Like currents in series, charge is the same when capacitors are connected in series but the potential difference adds. Unlike currents in series, effective capacitance is found by (1/effective capacitance)=(1/capacitance 1) +(1/capacitance 2). Effective capacitance is smaller than that of any of the individual capacitors.
Let's talk about capacitors in series, now as always series can be thought of as just meaning no choice, it's just one road available to the charge. So when I have capacitors in series I draw them just like this, capacitors look kind of like batteries except both of the bars are the same length. Alright, so we've got a charge on this first capacitor and it's plus on that side that means it's minus on that side. Now here's the idea as I was charging up this series combination of capacitors all the charge that came on c1 had to be taken from c2 because there was no choice. The charge if it's coming around this it's collecting here well it's got to come around like that. So charge is the same when I connect capacitors in series. The potential difference will add, now this is just like what happens with resistors, when I have resistors in series the current is the same and the potential difference adds.
Here the charge is the same and the potential difference adds, alright as always when we've got a capacitor or a resistor network, what we really want to do is boil it all down to just one capacitor and ask what's the capacitance of that capacitor in order to have the same potential difference? Well clearly the same charge is going to be stored on this effective capacitor and the potential difference across it got to be the same as the potential difference across this combination. Alright so we'll do, delta v, potential difference equals potential difference across the first one plus potential difference across the second one. Now with capacitors potential difference is charge divided by capacitance. So we'll have q over capacitance series equals q over capacitance 1 plus q over capacitance 2.
At this point since the charge is the same, we're going to cancel him out and that gives us the following expression for adding capacitors in series. Notice that I can't just add the capacitors they add in reciprocal so this is exactly the same thing that we saw for resistors added in parallel. So parallel and series are going to switch places as far as adding capacitance is concerned. Alright so just like with resistors added in parallel when I add another capacitor, the overall capacitance decreases alright so you add another capacitor your overall capacitance goes down it doesn't go up. And you can just think about this in terms of if I had these guys and I didn't have the one in the middle then you can kind of think well jeez the plus and the minus are closer together. So it's like reducing that distance, so then when I add in the capacitance in the middle it's like pushing it apart.
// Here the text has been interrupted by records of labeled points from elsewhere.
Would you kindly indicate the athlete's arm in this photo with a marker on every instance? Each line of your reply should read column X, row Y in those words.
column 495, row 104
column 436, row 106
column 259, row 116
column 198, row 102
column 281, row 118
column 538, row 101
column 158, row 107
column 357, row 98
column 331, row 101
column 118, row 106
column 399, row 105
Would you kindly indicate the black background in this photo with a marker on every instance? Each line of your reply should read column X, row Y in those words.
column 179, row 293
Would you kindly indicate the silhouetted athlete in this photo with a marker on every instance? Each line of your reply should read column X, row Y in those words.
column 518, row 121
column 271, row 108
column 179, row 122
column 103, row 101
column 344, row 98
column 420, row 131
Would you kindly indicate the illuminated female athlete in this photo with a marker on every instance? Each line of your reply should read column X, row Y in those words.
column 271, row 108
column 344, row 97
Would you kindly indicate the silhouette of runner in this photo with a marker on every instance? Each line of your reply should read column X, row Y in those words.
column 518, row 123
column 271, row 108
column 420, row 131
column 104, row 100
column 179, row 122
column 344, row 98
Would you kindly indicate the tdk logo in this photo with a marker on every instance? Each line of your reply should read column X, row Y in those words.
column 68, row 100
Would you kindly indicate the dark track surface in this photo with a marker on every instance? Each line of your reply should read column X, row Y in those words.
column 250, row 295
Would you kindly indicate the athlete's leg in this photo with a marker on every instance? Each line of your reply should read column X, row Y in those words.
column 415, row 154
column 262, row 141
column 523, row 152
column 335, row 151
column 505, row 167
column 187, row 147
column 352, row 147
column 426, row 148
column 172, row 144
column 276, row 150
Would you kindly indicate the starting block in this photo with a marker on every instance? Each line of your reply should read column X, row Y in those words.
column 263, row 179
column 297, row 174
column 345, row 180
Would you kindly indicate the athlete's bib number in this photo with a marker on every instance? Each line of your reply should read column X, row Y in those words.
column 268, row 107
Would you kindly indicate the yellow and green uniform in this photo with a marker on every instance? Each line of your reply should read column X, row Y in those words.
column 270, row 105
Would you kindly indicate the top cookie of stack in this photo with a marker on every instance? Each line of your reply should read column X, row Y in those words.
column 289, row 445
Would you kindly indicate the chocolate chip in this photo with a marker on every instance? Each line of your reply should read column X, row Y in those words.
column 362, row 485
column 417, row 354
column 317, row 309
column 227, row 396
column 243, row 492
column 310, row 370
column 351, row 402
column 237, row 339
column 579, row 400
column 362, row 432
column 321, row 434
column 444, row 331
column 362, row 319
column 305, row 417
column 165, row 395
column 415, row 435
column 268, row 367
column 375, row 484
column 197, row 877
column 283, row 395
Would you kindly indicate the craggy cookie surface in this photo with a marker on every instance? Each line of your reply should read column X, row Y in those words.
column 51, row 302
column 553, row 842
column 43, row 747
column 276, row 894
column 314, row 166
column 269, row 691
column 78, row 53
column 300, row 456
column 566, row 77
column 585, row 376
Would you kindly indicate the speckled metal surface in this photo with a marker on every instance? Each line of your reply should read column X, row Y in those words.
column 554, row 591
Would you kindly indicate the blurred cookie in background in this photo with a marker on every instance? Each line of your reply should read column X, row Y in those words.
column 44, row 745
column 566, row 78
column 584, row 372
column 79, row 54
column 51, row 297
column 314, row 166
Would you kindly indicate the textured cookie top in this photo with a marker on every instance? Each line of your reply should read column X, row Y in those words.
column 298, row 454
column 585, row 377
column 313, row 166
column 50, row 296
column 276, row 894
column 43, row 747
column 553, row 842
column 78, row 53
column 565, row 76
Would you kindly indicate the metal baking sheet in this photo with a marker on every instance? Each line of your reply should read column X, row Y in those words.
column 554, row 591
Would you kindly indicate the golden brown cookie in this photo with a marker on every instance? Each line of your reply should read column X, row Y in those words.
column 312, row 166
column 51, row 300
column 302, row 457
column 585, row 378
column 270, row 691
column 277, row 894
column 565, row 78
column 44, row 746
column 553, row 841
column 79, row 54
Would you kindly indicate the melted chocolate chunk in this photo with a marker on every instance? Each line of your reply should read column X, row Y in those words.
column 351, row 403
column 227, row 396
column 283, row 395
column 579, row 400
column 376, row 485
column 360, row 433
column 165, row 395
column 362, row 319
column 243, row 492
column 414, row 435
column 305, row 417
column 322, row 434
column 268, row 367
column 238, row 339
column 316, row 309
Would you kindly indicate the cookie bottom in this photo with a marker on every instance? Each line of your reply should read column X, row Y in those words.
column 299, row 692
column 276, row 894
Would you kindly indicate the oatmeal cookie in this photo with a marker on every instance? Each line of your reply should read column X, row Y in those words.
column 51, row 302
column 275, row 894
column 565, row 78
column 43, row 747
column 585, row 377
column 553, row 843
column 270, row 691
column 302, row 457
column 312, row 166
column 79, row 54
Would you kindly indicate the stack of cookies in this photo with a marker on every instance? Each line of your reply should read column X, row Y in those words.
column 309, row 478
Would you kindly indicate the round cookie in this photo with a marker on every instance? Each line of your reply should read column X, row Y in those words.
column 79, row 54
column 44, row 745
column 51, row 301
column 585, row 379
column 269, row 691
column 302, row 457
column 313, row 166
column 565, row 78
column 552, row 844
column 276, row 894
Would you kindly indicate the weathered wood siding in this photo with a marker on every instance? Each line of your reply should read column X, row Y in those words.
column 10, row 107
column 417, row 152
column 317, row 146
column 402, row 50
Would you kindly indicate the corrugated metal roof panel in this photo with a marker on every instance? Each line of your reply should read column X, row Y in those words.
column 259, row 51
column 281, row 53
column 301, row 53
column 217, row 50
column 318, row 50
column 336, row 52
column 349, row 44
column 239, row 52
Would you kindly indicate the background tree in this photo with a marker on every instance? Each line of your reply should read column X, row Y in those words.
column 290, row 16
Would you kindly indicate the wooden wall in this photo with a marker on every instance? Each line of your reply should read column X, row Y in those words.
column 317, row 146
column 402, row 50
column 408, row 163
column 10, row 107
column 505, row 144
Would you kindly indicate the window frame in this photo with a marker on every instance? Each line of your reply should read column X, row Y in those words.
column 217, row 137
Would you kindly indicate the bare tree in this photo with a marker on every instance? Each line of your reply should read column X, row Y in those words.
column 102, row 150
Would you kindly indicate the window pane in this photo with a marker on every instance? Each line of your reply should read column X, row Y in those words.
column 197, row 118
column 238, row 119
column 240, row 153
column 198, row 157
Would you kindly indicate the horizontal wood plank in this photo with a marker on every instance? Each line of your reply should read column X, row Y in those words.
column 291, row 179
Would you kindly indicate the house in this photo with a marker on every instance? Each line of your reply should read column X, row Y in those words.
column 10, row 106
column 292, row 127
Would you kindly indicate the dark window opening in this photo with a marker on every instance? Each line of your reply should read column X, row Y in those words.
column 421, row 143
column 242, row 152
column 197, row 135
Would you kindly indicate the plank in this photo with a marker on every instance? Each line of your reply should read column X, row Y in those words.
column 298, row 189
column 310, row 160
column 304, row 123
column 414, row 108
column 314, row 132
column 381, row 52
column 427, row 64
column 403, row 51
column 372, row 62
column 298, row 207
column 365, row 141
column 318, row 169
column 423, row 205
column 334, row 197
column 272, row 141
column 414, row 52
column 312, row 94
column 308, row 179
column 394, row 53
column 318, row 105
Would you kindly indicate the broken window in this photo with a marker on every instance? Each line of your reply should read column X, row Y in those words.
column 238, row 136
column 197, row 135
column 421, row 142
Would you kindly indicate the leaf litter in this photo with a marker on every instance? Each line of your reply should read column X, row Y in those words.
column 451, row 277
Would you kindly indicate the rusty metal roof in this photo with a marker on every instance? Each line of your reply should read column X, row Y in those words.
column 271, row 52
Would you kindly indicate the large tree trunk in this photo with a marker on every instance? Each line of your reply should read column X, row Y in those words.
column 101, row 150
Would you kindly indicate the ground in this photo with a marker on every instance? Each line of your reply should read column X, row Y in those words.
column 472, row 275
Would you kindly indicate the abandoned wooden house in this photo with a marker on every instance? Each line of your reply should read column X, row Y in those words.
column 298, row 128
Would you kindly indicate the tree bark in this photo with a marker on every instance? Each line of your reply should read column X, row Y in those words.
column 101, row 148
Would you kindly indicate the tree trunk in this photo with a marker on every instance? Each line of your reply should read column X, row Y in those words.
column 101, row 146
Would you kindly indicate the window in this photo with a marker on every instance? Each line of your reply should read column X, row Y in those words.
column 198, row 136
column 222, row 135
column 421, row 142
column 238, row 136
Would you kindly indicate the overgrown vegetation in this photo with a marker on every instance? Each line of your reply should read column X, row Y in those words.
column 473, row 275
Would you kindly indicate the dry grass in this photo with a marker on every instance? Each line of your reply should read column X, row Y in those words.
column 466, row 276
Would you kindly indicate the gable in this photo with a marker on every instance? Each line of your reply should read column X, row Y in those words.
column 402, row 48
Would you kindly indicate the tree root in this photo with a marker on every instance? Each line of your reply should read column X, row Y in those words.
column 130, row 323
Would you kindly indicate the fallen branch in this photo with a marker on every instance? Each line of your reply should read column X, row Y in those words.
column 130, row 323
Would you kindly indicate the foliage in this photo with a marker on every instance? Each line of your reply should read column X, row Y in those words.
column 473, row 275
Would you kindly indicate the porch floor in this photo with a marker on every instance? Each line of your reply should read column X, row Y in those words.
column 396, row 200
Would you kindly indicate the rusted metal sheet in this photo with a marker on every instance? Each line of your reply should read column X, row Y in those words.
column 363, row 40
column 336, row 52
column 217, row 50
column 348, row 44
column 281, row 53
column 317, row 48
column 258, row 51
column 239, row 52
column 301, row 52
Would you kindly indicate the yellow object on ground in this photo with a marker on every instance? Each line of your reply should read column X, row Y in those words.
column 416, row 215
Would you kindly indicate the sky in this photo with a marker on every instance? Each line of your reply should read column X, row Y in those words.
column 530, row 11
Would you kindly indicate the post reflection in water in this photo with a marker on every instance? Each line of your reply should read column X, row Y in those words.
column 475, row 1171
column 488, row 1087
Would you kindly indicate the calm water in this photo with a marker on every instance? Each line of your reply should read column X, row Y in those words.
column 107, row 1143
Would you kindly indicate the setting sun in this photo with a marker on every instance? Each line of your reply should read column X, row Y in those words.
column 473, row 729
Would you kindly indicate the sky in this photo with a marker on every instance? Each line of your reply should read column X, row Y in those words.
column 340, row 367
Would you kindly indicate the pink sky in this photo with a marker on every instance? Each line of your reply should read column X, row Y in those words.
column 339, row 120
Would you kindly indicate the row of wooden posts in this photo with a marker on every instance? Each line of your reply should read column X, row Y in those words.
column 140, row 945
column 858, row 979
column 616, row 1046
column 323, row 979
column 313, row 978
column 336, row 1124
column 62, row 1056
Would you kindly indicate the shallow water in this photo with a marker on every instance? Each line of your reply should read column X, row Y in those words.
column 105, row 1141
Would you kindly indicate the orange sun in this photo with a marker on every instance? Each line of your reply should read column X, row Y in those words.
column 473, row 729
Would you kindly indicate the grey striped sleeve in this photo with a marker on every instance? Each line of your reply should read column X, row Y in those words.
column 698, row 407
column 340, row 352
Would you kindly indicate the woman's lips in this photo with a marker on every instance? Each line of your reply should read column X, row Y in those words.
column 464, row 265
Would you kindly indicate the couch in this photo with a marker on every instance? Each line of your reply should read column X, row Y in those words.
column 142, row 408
So that means that the capacitance goes down not up and that's something very counterintuitive but it's easy to get messed up with.
Alright now adding these things is a little bit of a hassle, because you've got to do fractions if you're going to do it by hand. So there are 2 things that people generally do, first thing if it's only 2 they don't write the formula that way they write it this way. So you just multiply, you add and then you divide. Alright, that might not be something that's easy for you to remember but it will work when there's only 2. The way that I've often really pushed with my students is this way. Suppose that I've got 3 of them that I want to add, so here's what I'm going to type in my calculator 3 negative 1 plus 2 to the negative 1 plus 1 to the negative 1 and then equals or execute or whatever it is on your calculator and then answer to the negative 1 equals. Now if you do that in this case what you'll end up with is 0.5454 Farads and one thing to keep in mind about this, is that this number is smaller than any of these 3. It will always come out that way if you do it right, if you forget to do this last piece it will come out wrong and you'll immediately see that and you won't just pick that choice and go on to the next problem. So when you add capacitors in series the net capacitance always goes down. It's always less than anyone of these capacitors that you've got. Alright and then the last thing to think about in terms of capacitors connected in series is that the smallest capacitor will store the most energy. Okay and that's because charge is the same and energy is q squared over 2c so when c gets small, energy gets big. Alright those are capacitors in series.